Thirsty? Take the elevator to the Vendue hotel’s rooftop bar for deviled crab fritters with whipped benne butter. The views from the upper deck are worth the ascent. Keep the hotel’s Revival restaurant on your list for dinner options too, helmed by a talented chef whose passions lie with resurrected grains. Hushpuppies incorporate nearly extinct corns, and shrimp-&-grits use rare “forbidden black rice grits” revived by Anson Mills. There’s also subtly spiked velvety she-crab soup true to William Deas’ 1909 receipt (not the gloppy versions you’ll encounter in some other establishments).
From Vendue Range, turn south onto East Bay which, centuries ago, abutted wharves where tall-masted ships unloaded their goods and their frisky sailors, many of whom walked into a tavern called McCrady’s on the Bay. McCrady’s was built in 1778 by my fifth-great-grandfather, an Irish immigrant. You’ll want to check out its brick arcaded bar for cocktails and “caviar and tater tots.”
Continue through Unity Alley, just as Edward McCrady himself did before he was arrested and imprisoned by the British for hosting revolutionary grumblings in his tavern. Turn left on State Street, then right on Chalmers, where we take a sobering pause. The Old Slave Mart Museum operates within the walls of a former auction house. The 1,900-square-foot space is unflinching in its treatment of this history—no “moonlight and magnolias” glazing here. Forty percent of all enslaved Africans were brought to North America through Charleston’s port.
Diagonally opposite from the museum is one of the oldest houses in Charleston: the “Pink House.” which has seen use as a coffee house, tavern, brothel, home, art studio, law firm, and art gallery. Next, take either Church or State Streets one block south to Broad Street.

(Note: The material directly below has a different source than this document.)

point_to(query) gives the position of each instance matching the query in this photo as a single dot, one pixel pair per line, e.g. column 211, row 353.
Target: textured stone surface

Duck into the Blind Tiger Pub, a low-slung 1803 establishment, whose majority of taps showcase Charleston breweries, from Westbrook’s lemon cucumber gose, to Low Tide’s peach habanero IPA. Or, grab a coffee across the street at Normandy Farms Bakery.
Walk east towards the Old Exchange Building, then turn right onto East Bay until you reach the pastel-hued facades of thirteen Georgian row houses we call “Rainbow Row,” a colorful stretch of 18th-century vertical homes sharing common walls, built as storefronts beneath with residences above. Just north of Rainbow Row, head west on Elliott Street, then right on Church Street where you’ll find the city’s finest retail cheese shop, Goat.Sheep.Cow. Buy some provisions for an end-of-walk picnic, then stroll down sleepy Church Street, past the block nicknamed “Cabbage Row” for the fact that its 1920s inhabitants set cabbages and other vegetables on their window sills for sale, inspiring writer Dubose Heyward’s novel Porgy set to music in Gershwin’s opera Porgy and Bess. You’ll also pass the stately brick home of Thomas Heyward, Jr., a signer of the Declaration of Independence who hosted George Washington in 1791. The house is open for tours, and its kitchen garden out back is exemplary.

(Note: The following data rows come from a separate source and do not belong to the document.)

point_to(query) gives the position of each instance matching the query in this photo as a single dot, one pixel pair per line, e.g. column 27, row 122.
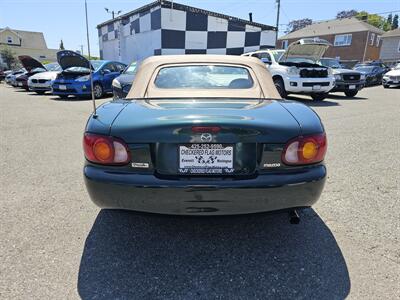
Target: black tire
column 319, row 96
column 98, row 90
column 351, row 93
column 280, row 87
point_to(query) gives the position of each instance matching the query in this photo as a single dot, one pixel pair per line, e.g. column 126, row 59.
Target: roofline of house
column 169, row 4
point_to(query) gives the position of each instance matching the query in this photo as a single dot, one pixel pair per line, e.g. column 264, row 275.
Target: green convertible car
column 204, row 135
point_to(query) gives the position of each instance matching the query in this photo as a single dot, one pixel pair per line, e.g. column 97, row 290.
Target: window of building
column 371, row 39
column 342, row 40
column 378, row 39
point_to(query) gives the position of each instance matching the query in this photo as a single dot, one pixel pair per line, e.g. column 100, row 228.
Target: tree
column 395, row 23
column 8, row 57
column 374, row 20
column 346, row 14
column 298, row 24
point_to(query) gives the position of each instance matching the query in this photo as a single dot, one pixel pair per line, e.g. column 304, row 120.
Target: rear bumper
column 147, row 193
column 75, row 88
column 390, row 82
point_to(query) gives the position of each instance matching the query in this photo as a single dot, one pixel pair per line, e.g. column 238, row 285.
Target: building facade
column 30, row 43
column 390, row 50
column 165, row 27
column 351, row 39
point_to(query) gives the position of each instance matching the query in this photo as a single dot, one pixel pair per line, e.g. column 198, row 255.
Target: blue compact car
column 75, row 78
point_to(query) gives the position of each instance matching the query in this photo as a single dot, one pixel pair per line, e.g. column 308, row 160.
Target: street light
column 112, row 12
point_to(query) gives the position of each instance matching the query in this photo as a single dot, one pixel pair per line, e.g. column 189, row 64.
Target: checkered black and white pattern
column 178, row 29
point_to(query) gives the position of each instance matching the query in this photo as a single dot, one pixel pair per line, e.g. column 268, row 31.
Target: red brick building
column 351, row 39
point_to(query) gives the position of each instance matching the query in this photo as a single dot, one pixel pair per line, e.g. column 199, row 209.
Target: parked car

Then, 58 Church Street is a 1754 home with a rear garden made famous by Emily “Cheeka” Whaley’s 1997 New York Times bestseller “Mrs. Whaley and Her Charleston Garden”—part memoir, part gardening advice. The garden thrives in the hands of Cheeka’s daughter Marty, an artist. Marty and her husband Charles are kind enough to leave the garden gate open to visitors, but as the small sign states, please slip some cash through the mail slot to help with upkeep and plantings. As Cheeka would say, relax on a garden bench to “let your soul catch up with itself.”